Beautiful loading and firing and ‘the Rebel yell.’

My men were behaving beautifully, loading and firing as deliberately as if on a drill, but the ‘old rebel yell’ they were putting up in their intense excitement.

Men never battled in a nobler cause in all the ‘tide of time.’ [103] As we continue to grow older in years and reminiscences, the memory of the past becomes dearer and more sacred.

I should say the regiment carried in about 114 men, and, although they were not in action very long, perhaps some three or four hours, they suffered a loss of 58 per cent. Their names ought to be on record somewhere. ‘Marse Robert’ had no braver or more devoted band of gallant men than they who composed the Fifteenth Virginia Infantry. Its old commander often dwells in fondest memory on the dear ‘old boys,’ and their many deeds of true heroism in those memorable days of trial and suffering. Many times in the past two-score years his heart has melted and his eyes dimmed with kindly tears in sad and tender recollection, and now he most earnestly and lovingly wishes he had the capacity to portray for their posterity their patriotic devotion to duty, and the suffering and sacrifices they endured to uphold a cause they knew to be right. Ah! surely it was right, time has only the more firmly grounded us in our convictions; nothing has occurred in the past two-score years in anyway calculated to change our views and opinions about our ‘Lost Cause’ with every idea and principle it involved and embraced, and for which we contended and suffered; it ever remains with us a sweet and sacred memory. It is true to-day we are all American citizens, living under one flag, and giving allegiance to one government; but we are still very human, and while we may forgive many wrongs and cruel things, we can never forget the old, old days, for then it was we willingly, bravely, risked our all in a common cause in the hopeful lusty days of our youth. It will never enter our minds and hearts in our mature years that our cause was anything but right and just; and so we will continue to believe as our shadows lengthen in the sunset of life ere we join our dear old comrades who have gone hence.

So shall a light that cannot fade
     Beam on us from on high,
And angel voices say to us
     These things can never die.

Before closing my random and reminiscent sketch, I wish to say

A word about our artillery and ‘the boy battery’ of Parker.

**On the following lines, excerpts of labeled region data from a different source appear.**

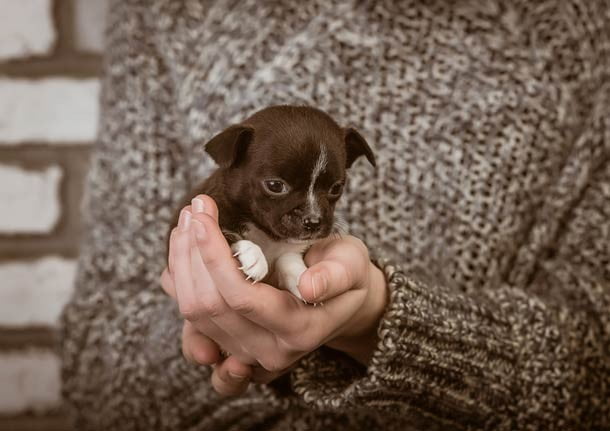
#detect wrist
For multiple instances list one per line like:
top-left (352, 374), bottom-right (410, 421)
top-left (326, 263), bottom-right (389, 365)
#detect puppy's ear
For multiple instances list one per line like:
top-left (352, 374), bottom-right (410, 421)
top-left (205, 124), bottom-right (254, 168)
top-left (345, 127), bottom-right (375, 168)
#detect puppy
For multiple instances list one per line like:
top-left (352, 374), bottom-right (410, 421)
top-left (172, 106), bottom-right (375, 299)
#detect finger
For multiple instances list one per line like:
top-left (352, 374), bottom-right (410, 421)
top-left (250, 366), bottom-right (286, 384)
top-left (299, 237), bottom-right (370, 303)
top-left (182, 320), bottom-right (221, 365)
top-left (186, 228), bottom-right (273, 356)
top-left (170, 207), bottom-right (198, 320)
top-left (191, 195), bottom-right (218, 222)
top-left (212, 356), bottom-right (252, 396)
top-left (160, 268), bottom-right (176, 299)
top-left (193, 201), bottom-right (309, 340)
top-left (299, 260), bottom-right (361, 303)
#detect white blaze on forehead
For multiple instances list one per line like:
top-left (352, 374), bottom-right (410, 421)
top-left (307, 144), bottom-right (328, 216)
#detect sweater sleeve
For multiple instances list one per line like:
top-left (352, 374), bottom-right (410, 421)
top-left (293, 255), bottom-right (610, 429)
top-left (292, 9), bottom-right (610, 430)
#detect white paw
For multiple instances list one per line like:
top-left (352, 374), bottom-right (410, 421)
top-left (279, 270), bottom-right (305, 301)
top-left (231, 240), bottom-right (269, 281)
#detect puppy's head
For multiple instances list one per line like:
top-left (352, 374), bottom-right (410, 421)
top-left (206, 106), bottom-right (375, 242)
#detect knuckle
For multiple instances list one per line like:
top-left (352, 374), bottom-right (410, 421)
top-left (178, 301), bottom-right (201, 321)
top-left (201, 302), bottom-right (224, 318)
top-left (283, 332), bottom-right (317, 355)
top-left (227, 296), bottom-right (254, 315)
top-left (349, 236), bottom-right (369, 258)
top-left (259, 352), bottom-right (290, 373)
top-left (178, 305), bottom-right (201, 322)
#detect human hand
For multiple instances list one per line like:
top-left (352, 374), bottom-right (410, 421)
top-left (162, 195), bottom-right (387, 395)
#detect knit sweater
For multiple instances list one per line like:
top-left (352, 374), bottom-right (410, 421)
top-left (62, 0), bottom-right (610, 430)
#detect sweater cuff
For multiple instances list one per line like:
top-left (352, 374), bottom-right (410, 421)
top-left (292, 255), bottom-right (515, 427)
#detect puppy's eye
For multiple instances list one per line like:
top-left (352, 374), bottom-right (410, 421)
top-left (328, 183), bottom-right (343, 197)
top-left (263, 180), bottom-right (288, 196)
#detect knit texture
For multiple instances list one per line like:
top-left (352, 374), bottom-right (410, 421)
top-left (62, 0), bottom-right (610, 430)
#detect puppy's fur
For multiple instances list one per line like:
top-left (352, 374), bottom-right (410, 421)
top-left (172, 106), bottom-right (375, 298)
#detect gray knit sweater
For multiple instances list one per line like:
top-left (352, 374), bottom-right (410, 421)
top-left (62, 0), bottom-right (610, 431)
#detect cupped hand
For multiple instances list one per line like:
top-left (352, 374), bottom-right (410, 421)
top-left (161, 195), bottom-right (387, 395)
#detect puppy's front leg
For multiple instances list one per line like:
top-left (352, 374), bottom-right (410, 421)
top-left (231, 239), bottom-right (269, 281)
top-left (275, 253), bottom-right (307, 301)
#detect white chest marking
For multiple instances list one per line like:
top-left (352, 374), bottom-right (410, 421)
top-left (243, 223), bottom-right (315, 266)
top-left (307, 144), bottom-right (328, 216)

Therefore, I crave pardon for another digression not entirely irrelevent. [104] It may be proper to credit the “old Fifteenth” with several contributions made to the gallant Parker Battery, which distinguished itself in the great Sharpsburg fight. The intrepid first commander of the heroic battery, Major W. W. Parker, before Captain J. Thompson Brown became the captain, had been an officer in the Fifteenth Virginia; also, Privates Thomas L. Alfriend, Robert Bidgood, and perhaps others I cannot recall just now. The ‘Boy Battery’ first won fame under the knightly and valiant Parker. It sustained its reputation under Captain Brown, and became one of the famous batteries of the Confederate army. The many fields it fought on were enriched with the brave young blood of its heroes. ‘The Boy Battery’ at Sharpsburg and the Lexington cadets at New Market should stand as prominent in the annals of our Civil War as did the twin heroes, Castor and Pollux, in the enchanting realm of Roman mythology. Old Virginia is proud of her artillery record, and even now in these piping times of peace and patriotic devotion to our common country she is ever mindful, and lovingly recalls the fact of furnishing fifty-three (53) famous batteries, not including heavy artillery, in that grand old army that wore the gray. They were ever fearless batteries, that hurled shot and shell with unerring and deadly precision into the ranks of the enemy on many victorious fields.

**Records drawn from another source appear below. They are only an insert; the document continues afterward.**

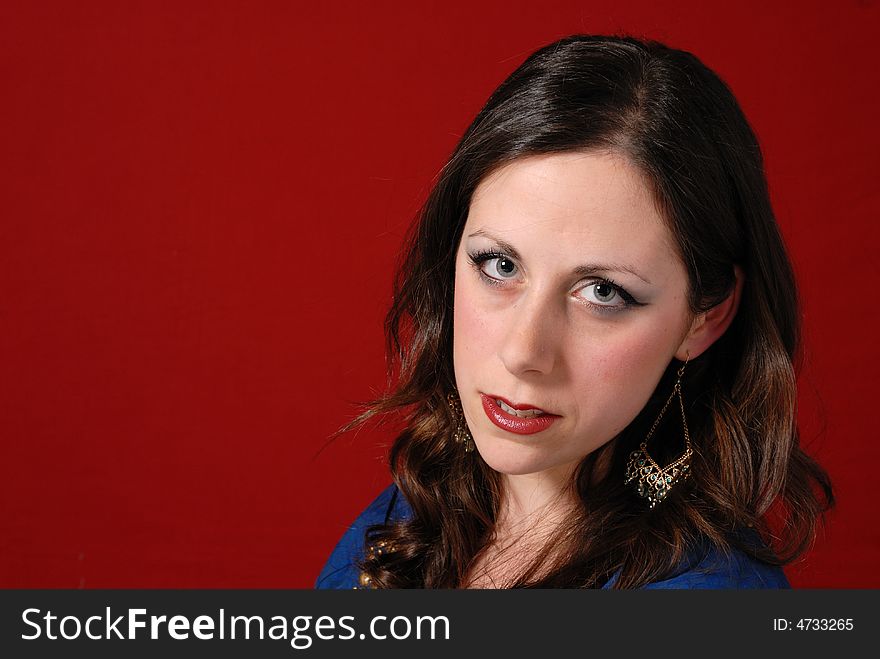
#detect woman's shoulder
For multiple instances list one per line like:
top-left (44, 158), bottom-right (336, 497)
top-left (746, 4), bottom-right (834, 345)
top-left (645, 540), bottom-right (791, 589)
top-left (315, 485), bottom-right (412, 589)
top-left (604, 531), bottom-right (791, 590)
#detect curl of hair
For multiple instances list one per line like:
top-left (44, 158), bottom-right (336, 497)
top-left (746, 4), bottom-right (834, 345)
top-left (346, 35), bottom-right (833, 588)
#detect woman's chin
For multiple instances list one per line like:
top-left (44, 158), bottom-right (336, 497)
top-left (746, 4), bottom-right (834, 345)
top-left (476, 440), bottom-right (559, 476)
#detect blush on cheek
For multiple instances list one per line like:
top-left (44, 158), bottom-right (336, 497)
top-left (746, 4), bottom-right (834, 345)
top-left (593, 335), bottom-right (669, 416)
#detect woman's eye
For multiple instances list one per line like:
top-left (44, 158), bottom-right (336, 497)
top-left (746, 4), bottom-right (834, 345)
top-left (580, 281), bottom-right (628, 307)
top-left (482, 256), bottom-right (518, 279)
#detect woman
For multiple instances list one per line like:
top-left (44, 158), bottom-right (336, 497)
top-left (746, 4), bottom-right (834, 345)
top-left (317, 36), bottom-right (833, 588)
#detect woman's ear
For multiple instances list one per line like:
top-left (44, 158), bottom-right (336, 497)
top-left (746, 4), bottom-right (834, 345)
top-left (675, 265), bottom-right (745, 361)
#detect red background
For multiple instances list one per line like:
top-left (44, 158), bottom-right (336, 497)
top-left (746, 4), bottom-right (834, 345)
top-left (0, 0), bottom-right (880, 588)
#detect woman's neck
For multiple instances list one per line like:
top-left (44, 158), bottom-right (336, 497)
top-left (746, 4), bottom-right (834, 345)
top-left (496, 470), bottom-right (575, 537)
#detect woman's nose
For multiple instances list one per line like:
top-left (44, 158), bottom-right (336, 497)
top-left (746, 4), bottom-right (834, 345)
top-left (499, 294), bottom-right (563, 376)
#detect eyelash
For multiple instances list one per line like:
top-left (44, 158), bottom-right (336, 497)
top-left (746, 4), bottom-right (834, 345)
top-left (468, 250), bottom-right (644, 312)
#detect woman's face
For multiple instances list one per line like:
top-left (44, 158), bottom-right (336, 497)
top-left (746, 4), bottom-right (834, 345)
top-left (453, 152), bottom-right (693, 478)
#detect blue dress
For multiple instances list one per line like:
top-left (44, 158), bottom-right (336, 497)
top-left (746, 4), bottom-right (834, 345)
top-left (315, 485), bottom-right (790, 589)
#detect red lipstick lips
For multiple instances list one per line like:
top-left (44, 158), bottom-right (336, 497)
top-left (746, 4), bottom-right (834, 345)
top-left (480, 393), bottom-right (559, 435)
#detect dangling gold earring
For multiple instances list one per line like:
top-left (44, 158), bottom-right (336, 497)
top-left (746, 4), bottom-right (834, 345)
top-left (624, 355), bottom-right (694, 508)
top-left (446, 391), bottom-right (474, 453)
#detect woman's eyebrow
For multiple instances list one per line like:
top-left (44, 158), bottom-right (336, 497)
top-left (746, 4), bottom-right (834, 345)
top-left (468, 229), bottom-right (651, 285)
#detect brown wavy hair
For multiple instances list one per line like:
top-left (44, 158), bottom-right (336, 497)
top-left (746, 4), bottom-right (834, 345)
top-left (347, 35), bottom-right (833, 588)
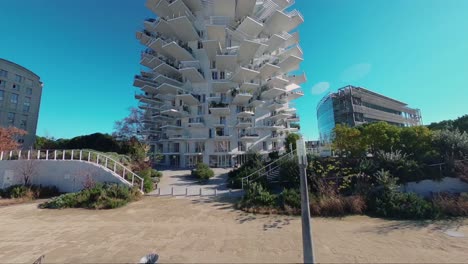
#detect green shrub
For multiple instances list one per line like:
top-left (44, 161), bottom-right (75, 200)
top-left (279, 189), bottom-right (301, 209)
top-left (39, 184), bottom-right (141, 209)
top-left (192, 163), bottom-right (214, 181)
top-left (240, 182), bottom-right (278, 208)
top-left (368, 190), bottom-right (440, 219)
top-left (432, 193), bottom-right (468, 216)
top-left (143, 175), bottom-right (154, 193)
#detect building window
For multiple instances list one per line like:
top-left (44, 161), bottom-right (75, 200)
top-left (20, 116), bottom-right (28, 130)
top-left (23, 97), bottom-right (31, 112)
top-left (10, 94), bottom-right (18, 109)
top-left (15, 74), bottom-right (23, 82)
top-left (211, 71), bottom-right (218, 80)
top-left (7, 112), bottom-right (15, 126)
top-left (0, 70), bottom-right (8, 78)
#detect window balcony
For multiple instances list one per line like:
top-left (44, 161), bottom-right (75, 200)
top-left (210, 102), bottom-right (231, 115)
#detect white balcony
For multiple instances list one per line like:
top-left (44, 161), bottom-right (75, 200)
top-left (278, 45), bottom-right (304, 60)
top-left (153, 63), bottom-right (180, 76)
top-left (267, 76), bottom-right (289, 88)
top-left (239, 134), bottom-right (260, 141)
top-left (236, 17), bottom-right (263, 38)
top-left (176, 94), bottom-right (200, 106)
top-left (232, 92), bottom-right (252, 105)
top-left (206, 25), bottom-right (226, 48)
top-left (162, 41), bottom-right (195, 61)
top-left (236, 0), bottom-right (257, 19)
top-left (202, 40), bottom-right (221, 61)
top-left (156, 83), bottom-right (182, 95)
top-left (212, 81), bottom-right (237, 93)
top-left (236, 119), bottom-right (254, 128)
top-left (259, 63), bottom-right (281, 80)
top-left (216, 55), bottom-right (238, 71)
top-left (287, 73), bottom-right (307, 85)
top-left (238, 40), bottom-right (267, 63)
top-left (210, 106), bottom-right (231, 116)
top-left (240, 82), bottom-right (260, 91)
top-left (231, 67), bottom-right (260, 83)
top-left (264, 10), bottom-right (304, 34)
top-left (249, 100), bottom-right (265, 107)
top-left (154, 74), bottom-right (183, 87)
top-left (278, 56), bottom-right (304, 72)
top-left (180, 66), bottom-right (205, 83)
top-left (237, 110), bottom-right (255, 117)
top-left (261, 87), bottom-right (285, 100)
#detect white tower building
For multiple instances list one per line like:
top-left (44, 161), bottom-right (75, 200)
top-left (134, 0), bottom-right (306, 167)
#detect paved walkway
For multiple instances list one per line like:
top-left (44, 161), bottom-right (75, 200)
top-left (149, 168), bottom-right (239, 196)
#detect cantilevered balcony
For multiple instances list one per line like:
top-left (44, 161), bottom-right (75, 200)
top-left (188, 117), bottom-right (205, 127)
top-left (236, 16), bottom-right (263, 38)
top-left (232, 91), bottom-right (253, 105)
top-left (210, 102), bottom-right (231, 116)
top-left (202, 40), bottom-right (221, 61)
top-left (236, 118), bottom-right (254, 128)
top-left (278, 55), bottom-right (304, 72)
top-left (278, 45), bottom-right (304, 60)
top-left (154, 74), bottom-right (183, 87)
top-left (238, 39), bottom-right (267, 63)
top-left (259, 62), bottom-right (281, 80)
top-left (176, 93), bottom-right (200, 106)
top-left (261, 87), bottom-right (285, 100)
top-left (180, 61), bottom-right (205, 83)
top-left (216, 52), bottom-right (238, 71)
top-left (287, 73), bottom-right (307, 85)
top-left (212, 81), bottom-right (238, 93)
top-left (231, 67), bottom-right (260, 83)
top-left (267, 75), bottom-right (289, 88)
top-left (239, 133), bottom-right (260, 141)
top-left (264, 10), bottom-right (304, 34)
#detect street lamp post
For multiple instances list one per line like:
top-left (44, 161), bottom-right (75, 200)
top-left (296, 137), bottom-right (315, 263)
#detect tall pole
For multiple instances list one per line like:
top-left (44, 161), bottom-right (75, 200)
top-left (296, 137), bottom-right (315, 263)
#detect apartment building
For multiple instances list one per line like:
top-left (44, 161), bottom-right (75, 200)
top-left (134, 0), bottom-right (306, 167)
top-left (317, 85), bottom-right (421, 143)
top-left (0, 59), bottom-right (42, 149)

The writer is fully aware he has written in a rambling manner, and for such an offense he pleads in extenuation the natural time-honored privilege that is kindly granted to age and the reminiscent period.

When two-score years are added to age, forbearance and indulgence are quite in order, then it becomes every chivalrous nature to reckon kindly with old friends and comrades,

Who stood together, time and oft,
When valor won in battles fought.

E. E. Morrison, Lieut. Col. 15th Virginia Infantry.